Christmas Sales Benefit From Online Shopping Spree

Channel News

Christmas and Boxing Day web sales have broken all records and mobile devices feature strongly in the seasonal melee

Experian and IBM have been independently measuring online traffic for online Christmas sales. Not surprisingly, they both measured a massively increased volume compared with 2011.

Experian said that website visits peaked at 107 million visits on Christmas Day, up by 86 percent on last year. IBM Digital Analytics Benchmark for the UK measured increased sales of 45 percent on Boxing Day when compared to 2011.

Chris Thomas, CEO and founder of the UK independent shoe retailer Cloggs.co.uk, said, “Christmas Day itself and Boxing Day broke all records, in terms of visitor numbers and sales as people took advantage of aggressive discounting available across all big brand names.”

Put it on the slate

Handheld devices are being used increasingly by the holiday period bargain hunters. “We have seen an increase of 1,000 percent compared to last year. Consumers are checking offers and prices and making purchases on the go, wherever they are and whenever they feel like it,” Thomas revealed.

IBM also found a similar, though somewhat more modest increase in the 150 retailers it monitors. Its cloud-based web analytics platform reported a 31 percent share for mobile device browsing on Boxing Day, up on 2011 by 20 percent. It also revealed that purchases from smartphones and tablets showed a 25 percent share, up by 16 percent.

The company broke this down further and reported iPads as the primary bargain-hunting tool over other mobile devices. The increase over Boxing Day last year was 109 percent and this represented 16 percent of the mobile traffic.

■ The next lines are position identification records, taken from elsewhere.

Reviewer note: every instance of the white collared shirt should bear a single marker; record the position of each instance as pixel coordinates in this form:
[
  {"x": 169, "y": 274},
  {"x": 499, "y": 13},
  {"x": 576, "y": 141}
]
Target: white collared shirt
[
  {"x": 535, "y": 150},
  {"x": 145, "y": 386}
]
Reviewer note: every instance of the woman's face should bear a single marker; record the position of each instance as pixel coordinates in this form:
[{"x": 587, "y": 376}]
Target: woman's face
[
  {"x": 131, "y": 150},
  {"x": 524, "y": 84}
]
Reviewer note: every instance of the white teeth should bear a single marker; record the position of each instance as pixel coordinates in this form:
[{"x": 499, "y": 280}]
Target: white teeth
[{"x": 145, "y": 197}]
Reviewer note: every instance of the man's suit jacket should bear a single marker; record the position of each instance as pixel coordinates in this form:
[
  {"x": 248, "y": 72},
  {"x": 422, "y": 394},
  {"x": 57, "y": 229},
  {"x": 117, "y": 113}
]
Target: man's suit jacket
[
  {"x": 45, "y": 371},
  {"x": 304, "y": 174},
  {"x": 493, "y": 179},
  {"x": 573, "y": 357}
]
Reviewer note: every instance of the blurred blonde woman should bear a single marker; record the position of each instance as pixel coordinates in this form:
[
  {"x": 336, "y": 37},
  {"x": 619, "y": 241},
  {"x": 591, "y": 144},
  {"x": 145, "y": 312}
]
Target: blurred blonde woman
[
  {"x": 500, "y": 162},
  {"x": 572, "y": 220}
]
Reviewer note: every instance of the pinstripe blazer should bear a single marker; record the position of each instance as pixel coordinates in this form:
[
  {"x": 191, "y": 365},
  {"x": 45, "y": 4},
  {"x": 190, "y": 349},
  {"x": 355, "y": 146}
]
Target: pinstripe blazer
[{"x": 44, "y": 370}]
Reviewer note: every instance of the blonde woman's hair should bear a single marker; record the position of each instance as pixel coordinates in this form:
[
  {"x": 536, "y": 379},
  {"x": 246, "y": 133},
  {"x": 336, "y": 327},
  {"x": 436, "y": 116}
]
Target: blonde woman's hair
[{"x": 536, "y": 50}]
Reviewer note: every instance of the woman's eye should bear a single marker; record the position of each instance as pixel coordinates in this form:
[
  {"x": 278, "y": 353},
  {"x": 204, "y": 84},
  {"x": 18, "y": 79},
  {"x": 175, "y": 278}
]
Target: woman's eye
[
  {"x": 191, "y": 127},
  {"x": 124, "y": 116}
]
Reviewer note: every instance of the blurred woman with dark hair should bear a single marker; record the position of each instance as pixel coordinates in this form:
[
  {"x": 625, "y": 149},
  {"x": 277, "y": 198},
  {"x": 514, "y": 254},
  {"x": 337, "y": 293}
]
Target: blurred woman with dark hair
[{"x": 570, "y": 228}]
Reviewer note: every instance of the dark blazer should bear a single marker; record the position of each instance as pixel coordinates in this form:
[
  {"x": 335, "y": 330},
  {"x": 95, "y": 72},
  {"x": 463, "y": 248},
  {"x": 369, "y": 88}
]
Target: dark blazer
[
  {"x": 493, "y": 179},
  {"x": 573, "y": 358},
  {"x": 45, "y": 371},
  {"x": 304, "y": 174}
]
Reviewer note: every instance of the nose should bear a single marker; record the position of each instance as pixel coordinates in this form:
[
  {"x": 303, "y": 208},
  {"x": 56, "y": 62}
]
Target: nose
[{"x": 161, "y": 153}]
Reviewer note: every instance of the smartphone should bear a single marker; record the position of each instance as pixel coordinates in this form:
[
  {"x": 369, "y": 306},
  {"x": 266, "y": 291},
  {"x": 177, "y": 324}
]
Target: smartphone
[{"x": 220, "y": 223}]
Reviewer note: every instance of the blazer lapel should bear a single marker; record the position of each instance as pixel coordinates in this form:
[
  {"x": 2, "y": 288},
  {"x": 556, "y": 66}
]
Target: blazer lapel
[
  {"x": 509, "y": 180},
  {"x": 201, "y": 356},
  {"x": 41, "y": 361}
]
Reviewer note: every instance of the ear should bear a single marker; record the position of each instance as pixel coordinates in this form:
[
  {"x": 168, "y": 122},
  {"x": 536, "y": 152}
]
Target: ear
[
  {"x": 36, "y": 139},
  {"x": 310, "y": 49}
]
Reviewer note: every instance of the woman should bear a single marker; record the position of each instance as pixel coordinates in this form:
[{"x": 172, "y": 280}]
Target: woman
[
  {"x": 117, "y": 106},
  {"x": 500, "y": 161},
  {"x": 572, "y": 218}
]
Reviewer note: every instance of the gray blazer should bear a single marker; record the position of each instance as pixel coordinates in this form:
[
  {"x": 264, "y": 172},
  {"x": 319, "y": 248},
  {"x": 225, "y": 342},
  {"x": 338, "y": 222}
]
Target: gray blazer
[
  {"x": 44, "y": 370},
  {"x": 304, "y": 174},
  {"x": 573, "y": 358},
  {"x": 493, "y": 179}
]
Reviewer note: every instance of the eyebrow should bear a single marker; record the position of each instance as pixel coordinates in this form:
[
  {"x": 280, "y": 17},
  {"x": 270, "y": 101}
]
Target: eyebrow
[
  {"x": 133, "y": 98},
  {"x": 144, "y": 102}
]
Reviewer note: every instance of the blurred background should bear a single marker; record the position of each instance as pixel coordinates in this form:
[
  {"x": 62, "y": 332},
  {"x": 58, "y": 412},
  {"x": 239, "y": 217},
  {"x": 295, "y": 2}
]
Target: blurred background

“These figures don’t come as a surprise,” said Chris Withers, head of Smarter Commerce at IBM UK. “Retailers started their promotions early this year but shoppers have still been holding out for the best prices around after Christmas. Going online is one way of ensuring they get these deals.”

The more surprising result from IBM is that social shopping traffic referred through Facebook, Twitter, LinkedIn and YouTube only generated 0.19 percent of the sales bonanza. This will disappoint the social shopping supporters but it does not negate the concept because it is about talking about products and building brand loyalty.

Conversion of conversations will not necessarily be a direct link from a social network to retail website, especially during the sales season, because a bit of search engine bargain hunting will precede any decision.